WHEN Eduardo ‘Danding’ Cojuangco’s stint as the godfather of Philippine basketball is discussed, his groundbreaking move to reinforce the national team with naturalized players will always be on top of mind.
During the 1980s, Cojuangco brought in a number of players from overseas, either with Filipino blood or candidates for naturalization, to reinforce the Philippine team and make it more competitive in competitions overseas.
The tycoon brought in no less than eight American players who were naturalized upon assuming the position of project director for basketball, as well as two US-based players with Filipino lineage, namely Willie Pearson and Ricky Brown.
“Tinanong ko sa United States Embassy kung paano kung tapos na sila sa amin, puwede pa ba sila bumalik sa bansa nila," said Cojuangco in an interview with Animo Magazine in 2011. Cojuangco died on Tuesday at the age of 85.
“Sabi nila pwede basta huwag lang silang magsisilbi sa Armed Forces. Kaya naging maluwag sa loob ko noon na kunin sila para maglaro dahil kapag matanda na sila, puwede na silang bumalik sa kanilang bansa,” added Cojuangco.
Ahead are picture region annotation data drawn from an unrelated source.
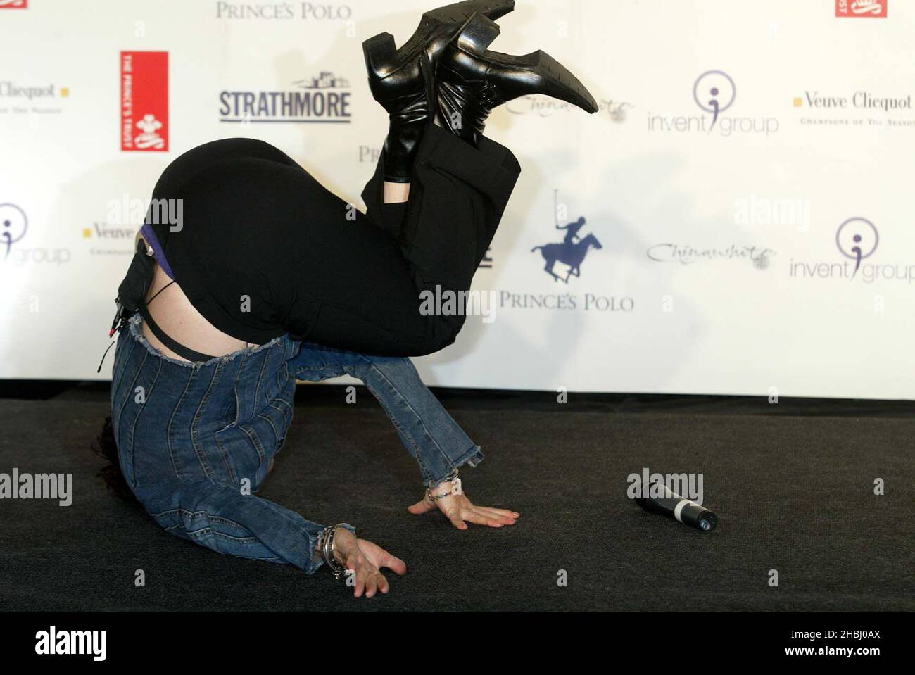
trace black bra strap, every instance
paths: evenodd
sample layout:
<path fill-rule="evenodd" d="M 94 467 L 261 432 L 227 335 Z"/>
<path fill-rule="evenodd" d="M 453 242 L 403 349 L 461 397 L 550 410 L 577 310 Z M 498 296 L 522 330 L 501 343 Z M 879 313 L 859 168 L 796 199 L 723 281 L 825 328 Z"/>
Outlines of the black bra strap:
<path fill-rule="evenodd" d="M 185 347 L 169 338 L 166 332 L 159 327 L 159 325 L 153 320 L 152 316 L 149 314 L 149 310 L 146 308 L 146 303 L 141 303 L 139 309 L 140 316 L 142 316 L 143 320 L 149 325 L 149 329 L 153 331 L 153 335 L 158 338 L 162 341 L 163 345 L 167 347 L 178 356 L 184 357 L 188 361 L 209 361 L 210 359 L 216 359 L 214 356 L 194 351 L 190 348 Z"/>

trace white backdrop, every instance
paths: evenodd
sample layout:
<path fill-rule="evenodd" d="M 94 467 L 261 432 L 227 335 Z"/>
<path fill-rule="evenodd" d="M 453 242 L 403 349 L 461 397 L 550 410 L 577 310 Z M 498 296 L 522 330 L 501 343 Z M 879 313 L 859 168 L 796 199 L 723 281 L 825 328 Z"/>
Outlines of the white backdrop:
<path fill-rule="evenodd" d="M 113 203 L 149 198 L 194 145 L 262 138 L 361 205 L 387 120 L 360 44 L 403 43 L 429 2 L 0 0 L 0 377 L 110 377 L 143 210 Z M 475 280 L 493 320 L 417 359 L 425 380 L 915 398 L 915 2 L 887 5 L 519 2 L 492 48 L 553 54 L 601 110 L 533 97 L 490 118 L 522 166 Z M 122 52 L 148 51 L 167 52 L 167 151 L 124 150 Z M 345 123 L 221 110 L 313 78 Z M 153 80 L 131 86 L 163 103 Z M 532 249 L 580 217 L 602 248 L 556 281 Z"/>

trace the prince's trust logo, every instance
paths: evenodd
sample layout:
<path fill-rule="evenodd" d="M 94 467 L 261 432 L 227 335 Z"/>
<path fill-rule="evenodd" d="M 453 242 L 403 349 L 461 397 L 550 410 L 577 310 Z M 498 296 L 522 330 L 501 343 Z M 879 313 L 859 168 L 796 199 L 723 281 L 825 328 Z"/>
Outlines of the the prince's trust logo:
<path fill-rule="evenodd" d="M 835 16 L 886 18 L 889 0 L 835 0 Z"/>

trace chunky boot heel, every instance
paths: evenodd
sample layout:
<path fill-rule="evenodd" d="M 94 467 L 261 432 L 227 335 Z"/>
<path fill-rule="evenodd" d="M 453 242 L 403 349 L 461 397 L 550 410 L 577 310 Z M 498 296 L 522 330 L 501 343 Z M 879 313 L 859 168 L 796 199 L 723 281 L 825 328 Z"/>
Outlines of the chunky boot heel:
<path fill-rule="evenodd" d="M 458 34 L 458 48 L 482 57 L 486 48 L 499 37 L 499 25 L 480 14 L 475 14 L 467 20 Z"/>
<path fill-rule="evenodd" d="M 383 78 L 385 64 L 390 66 L 397 56 L 397 45 L 394 37 L 390 33 L 379 33 L 362 43 L 362 54 L 365 56 L 365 69 L 371 76 Z"/>
<path fill-rule="evenodd" d="M 487 48 L 499 27 L 481 15 L 461 27 L 438 59 L 436 122 L 476 145 L 493 108 L 519 96 L 544 94 L 587 112 L 597 102 L 578 78 L 544 51 L 511 56 Z"/>
<path fill-rule="evenodd" d="M 362 43 L 371 95 L 390 114 L 384 141 L 384 179 L 410 180 L 419 140 L 433 115 L 434 73 L 438 56 L 455 32 L 476 13 L 498 18 L 514 9 L 514 0 L 465 0 L 423 15 L 413 36 L 399 49 L 390 33 Z"/>

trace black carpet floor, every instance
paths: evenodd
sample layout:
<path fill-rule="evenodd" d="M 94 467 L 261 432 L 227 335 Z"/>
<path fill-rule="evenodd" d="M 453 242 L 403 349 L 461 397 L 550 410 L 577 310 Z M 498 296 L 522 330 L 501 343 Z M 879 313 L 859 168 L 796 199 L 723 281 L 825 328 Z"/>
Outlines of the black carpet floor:
<path fill-rule="evenodd" d="M 915 609 L 915 416 L 824 405 L 556 404 L 445 396 L 486 459 L 462 471 L 513 527 L 458 531 L 413 516 L 419 473 L 364 391 L 300 387 L 264 497 L 318 522 L 346 520 L 404 558 L 391 592 L 351 597 L 325 570 L 220 555 L 170 537 L 106 492 L 90 450 L 98 388 L 0 401 L 0 472 L 72 473 L 70 507 L 0 500 L 4 610 L 890 610 Z M 771 410 L 771 408 L 770 408 Z M 841 414 L 831 415 L 831 411 Z M 711 533 L 626 498 L 642 467 L 701 472 Z M 875 496 L 882 478 L 886 494 Z M 144 570 L 145 586 L 135 585 Z M 561 570 L 567 586 L 557 584 Z M 779 585 L 770 585 L 777 570 Z"/>

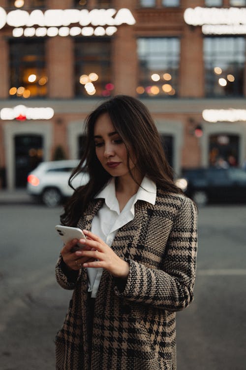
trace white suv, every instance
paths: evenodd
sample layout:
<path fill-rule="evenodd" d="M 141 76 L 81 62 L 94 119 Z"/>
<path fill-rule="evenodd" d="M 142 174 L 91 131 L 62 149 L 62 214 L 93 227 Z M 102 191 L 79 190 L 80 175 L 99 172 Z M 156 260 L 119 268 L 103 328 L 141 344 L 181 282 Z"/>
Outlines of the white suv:
<path fill-rule="evenodd" d="M 73 192 L 68 185 L 68 179 L 78 163 L 76 160 L 42 162 L 28 176 L 28 193 L 40 198 L 48 207 L 58 205 Z M 88 174 L 83 173 L 73 179 L 72 184 L 76 188 L 88 181 Z"/>

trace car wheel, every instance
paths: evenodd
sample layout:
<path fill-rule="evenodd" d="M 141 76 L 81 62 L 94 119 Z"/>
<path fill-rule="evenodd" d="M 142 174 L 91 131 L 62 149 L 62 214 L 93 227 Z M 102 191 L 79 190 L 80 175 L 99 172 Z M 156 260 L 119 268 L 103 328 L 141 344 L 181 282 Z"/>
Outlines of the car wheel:
<path fill-rule="evenodd" d="M 42 200 L 47 207 L 56 207 L 62 200 L 62 194 L 55 187 L 48 187 L 43 192 Z"/>
<path fill-rule="evenodd" d="M 205 206 L 208 203 L 208 195 L 203 190 L 197 190 L 193 193 L 192 199 L 198 206 Z"/>

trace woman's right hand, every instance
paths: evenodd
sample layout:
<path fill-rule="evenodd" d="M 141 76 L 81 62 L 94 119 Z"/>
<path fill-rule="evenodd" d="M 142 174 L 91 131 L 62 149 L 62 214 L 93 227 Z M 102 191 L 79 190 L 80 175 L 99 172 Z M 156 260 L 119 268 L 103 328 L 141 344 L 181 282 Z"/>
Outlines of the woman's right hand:
<path fill-rule="evenodd" d="M 88 257 L 84 257 L 84 258 L 80 258 L 79 263 L 76 263 L 76 261 L 78 259 L 78 256 L 75 254 L 76 251 L 73 251 L 72 248 L 78 244 L 78 241 L 77 239 L 74 239 L 71 240 L 63 246 L 61 251 L 63 260 L 67 267 L 71 270 L 75 271 L 77 271 L 81 268 L 82 264 L 86 262 L 92 262 L 94 260 L 94 259 L 90 259 Z M 86 245 L 83 246 L 83 249 L 86 251 L 91 250 L 91 248 Z"/>

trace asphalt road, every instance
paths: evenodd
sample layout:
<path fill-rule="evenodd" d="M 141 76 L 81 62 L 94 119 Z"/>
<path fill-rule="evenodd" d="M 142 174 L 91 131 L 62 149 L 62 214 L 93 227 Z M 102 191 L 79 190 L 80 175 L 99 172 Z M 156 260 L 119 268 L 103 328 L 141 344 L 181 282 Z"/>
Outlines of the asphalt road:
<path fill-rule="evenodd" d="M 0 205 L 0 370 L 55 369 L 71 294 L 54 277 L 61 212 Z M 246 206 L 208 206 L 198 219 L 195 300 L 177 314 L 178 369 L 246 370 Z"/>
That plan, however, backfired in 1983 at the Asian Basketball Championship (ABC) in Hong Kong where some of Cojuangco's recruits were ruled ineligible on residency grounds and the Philippines' victories eventually forfeited.
The team also encountered opposition back home from critics who found it difficult to embrace the team as their own.
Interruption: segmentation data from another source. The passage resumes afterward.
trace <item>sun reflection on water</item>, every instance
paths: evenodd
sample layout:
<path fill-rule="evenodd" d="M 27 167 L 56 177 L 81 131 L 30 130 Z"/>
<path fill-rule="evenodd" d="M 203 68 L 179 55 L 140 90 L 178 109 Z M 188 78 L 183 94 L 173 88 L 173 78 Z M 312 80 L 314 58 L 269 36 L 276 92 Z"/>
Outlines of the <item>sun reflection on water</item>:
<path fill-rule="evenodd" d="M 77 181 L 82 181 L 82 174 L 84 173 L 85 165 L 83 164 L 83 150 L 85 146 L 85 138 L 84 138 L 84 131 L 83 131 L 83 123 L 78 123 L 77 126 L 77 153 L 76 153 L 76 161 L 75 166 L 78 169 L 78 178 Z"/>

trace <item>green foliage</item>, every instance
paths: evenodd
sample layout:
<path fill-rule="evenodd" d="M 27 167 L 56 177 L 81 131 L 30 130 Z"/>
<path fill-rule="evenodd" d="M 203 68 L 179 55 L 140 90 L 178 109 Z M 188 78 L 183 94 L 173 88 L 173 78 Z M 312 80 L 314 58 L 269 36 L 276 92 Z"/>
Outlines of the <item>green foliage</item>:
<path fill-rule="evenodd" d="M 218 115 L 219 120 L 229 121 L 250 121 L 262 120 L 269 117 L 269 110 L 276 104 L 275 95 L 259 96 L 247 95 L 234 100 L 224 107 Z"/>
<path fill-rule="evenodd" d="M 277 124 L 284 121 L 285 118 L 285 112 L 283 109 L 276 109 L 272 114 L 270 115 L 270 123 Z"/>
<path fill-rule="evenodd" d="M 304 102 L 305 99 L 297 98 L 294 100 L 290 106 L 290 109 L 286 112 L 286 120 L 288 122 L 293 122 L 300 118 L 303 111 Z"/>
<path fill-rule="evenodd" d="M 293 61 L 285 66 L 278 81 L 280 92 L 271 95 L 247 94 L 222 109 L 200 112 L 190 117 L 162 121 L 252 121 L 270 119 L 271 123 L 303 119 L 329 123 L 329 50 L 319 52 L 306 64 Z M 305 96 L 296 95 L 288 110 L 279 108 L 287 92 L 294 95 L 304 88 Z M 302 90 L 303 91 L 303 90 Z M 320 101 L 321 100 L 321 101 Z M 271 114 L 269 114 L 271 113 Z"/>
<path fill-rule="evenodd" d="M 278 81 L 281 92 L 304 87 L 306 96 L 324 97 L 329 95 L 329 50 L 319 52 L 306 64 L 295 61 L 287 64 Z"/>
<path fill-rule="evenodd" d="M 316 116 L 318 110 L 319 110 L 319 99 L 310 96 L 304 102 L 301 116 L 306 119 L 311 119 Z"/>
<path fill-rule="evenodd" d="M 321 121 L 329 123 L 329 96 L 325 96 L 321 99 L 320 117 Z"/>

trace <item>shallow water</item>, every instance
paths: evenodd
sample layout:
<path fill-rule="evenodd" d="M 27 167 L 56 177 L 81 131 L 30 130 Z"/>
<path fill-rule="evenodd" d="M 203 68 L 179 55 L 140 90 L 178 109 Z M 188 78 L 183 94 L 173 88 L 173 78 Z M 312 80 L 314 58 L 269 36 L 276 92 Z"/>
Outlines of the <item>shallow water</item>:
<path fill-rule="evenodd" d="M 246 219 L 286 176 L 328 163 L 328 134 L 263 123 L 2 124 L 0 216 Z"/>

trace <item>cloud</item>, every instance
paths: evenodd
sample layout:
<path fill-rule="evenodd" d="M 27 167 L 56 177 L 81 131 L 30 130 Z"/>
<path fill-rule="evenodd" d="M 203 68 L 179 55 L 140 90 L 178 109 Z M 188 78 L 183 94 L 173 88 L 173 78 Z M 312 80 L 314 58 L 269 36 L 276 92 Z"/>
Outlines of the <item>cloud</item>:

“I created such a big controversy back then when I was maximizing the rules at that time that allowed naturalized players,” admitted the former president and chairman of food and beverage conglomerate San Miguel Corp.
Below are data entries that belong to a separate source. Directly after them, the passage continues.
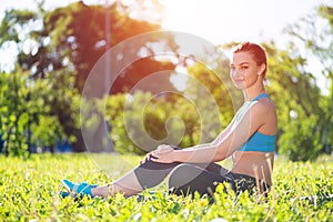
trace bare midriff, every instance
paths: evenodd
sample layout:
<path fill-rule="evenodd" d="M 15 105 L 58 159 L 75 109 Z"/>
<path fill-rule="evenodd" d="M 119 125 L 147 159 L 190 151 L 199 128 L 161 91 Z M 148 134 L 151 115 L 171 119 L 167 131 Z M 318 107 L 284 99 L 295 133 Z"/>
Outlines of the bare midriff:
<path fill-rule="evenodd" d="M 272 184 L 274 152 L 236 151 L 232 155 L 231 172 L 251 175 L 268 185 Z"/>

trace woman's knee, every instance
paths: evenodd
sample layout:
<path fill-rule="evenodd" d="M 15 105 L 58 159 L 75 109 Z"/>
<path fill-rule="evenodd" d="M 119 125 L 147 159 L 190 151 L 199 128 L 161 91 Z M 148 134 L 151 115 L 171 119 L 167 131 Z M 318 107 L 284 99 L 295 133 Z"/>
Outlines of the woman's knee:
<path fill-rule="evenodd" d="M 169 189 L 176 189 L 190 184 L 202 171 L 203 169 L 188 163 L 175 167 L 169 175 Z"/>

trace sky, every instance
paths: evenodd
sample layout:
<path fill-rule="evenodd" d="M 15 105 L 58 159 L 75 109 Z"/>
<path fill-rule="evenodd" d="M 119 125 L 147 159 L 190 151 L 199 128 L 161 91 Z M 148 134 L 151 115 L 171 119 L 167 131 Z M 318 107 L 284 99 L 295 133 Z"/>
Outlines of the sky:
<path fill-rule="evenodd" d="M 34 9 L 34 0 L 1 0 L 0 19 L 6 9 Z M 46 0 L 46 9 L 75 0 Z M 83 0 L 84 3 L 112 3 L 114 0 Z M 123 0 L 131 3 L 142 0 Z M 147 1 L 147 0 L 145 0 Z M 155 0 L 153 0 L 155 1 Z M 283 29 L 321 3 L 332 0 L 159 0 L 165 7 L 162 28 L 199 36 L 212 43 L 274 40 L 283 46 Z M 281 48 L 281 47 L 280 47 Z M 14 52 L 0 51 L 1 68 L 10 68 Z"/>

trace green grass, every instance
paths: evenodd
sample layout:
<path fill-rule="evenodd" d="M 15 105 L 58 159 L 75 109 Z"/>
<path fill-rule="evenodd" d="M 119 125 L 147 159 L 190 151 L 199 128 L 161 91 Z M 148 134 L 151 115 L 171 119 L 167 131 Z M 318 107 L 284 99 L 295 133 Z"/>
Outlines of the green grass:
<path fill-rule="evenodd" d="M 333 200 L 300 200 L 333 193 L 333 158 L 292 163 L 279 157 L 274 185 L 266 201 L 219 192 L 215 200 L 163 196 L 138 202 L 109 199 L 60 199 L 60 180 L 104 184 L 139 163 L 139 157 L 41 154 L 31 160 L 0 157 L 0 221 L 333 221 Z M 123 164 L 122 162 L 125 162 Z M 226 162 L 226 165 L 230 162 Z M 220 220 L 222 221 L 222 220 Z"/>

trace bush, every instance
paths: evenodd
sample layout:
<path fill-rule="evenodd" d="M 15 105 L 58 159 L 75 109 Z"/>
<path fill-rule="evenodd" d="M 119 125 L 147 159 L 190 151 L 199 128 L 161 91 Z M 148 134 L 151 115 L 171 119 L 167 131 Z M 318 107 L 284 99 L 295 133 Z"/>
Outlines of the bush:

Some of those naturalized players stayed around, most notably Jeff Moore, Dennis Still, and Chip Engelland, to play big roles in the success of the Ron Jacobs-coached Northern Consolidated teams in the mid-eighties.
Today, hiring naturalized players is now a common practice not only for the Philippines but for other nations. Fil-foreigners have also made a major impact on the local basketball scene while contributing to its development.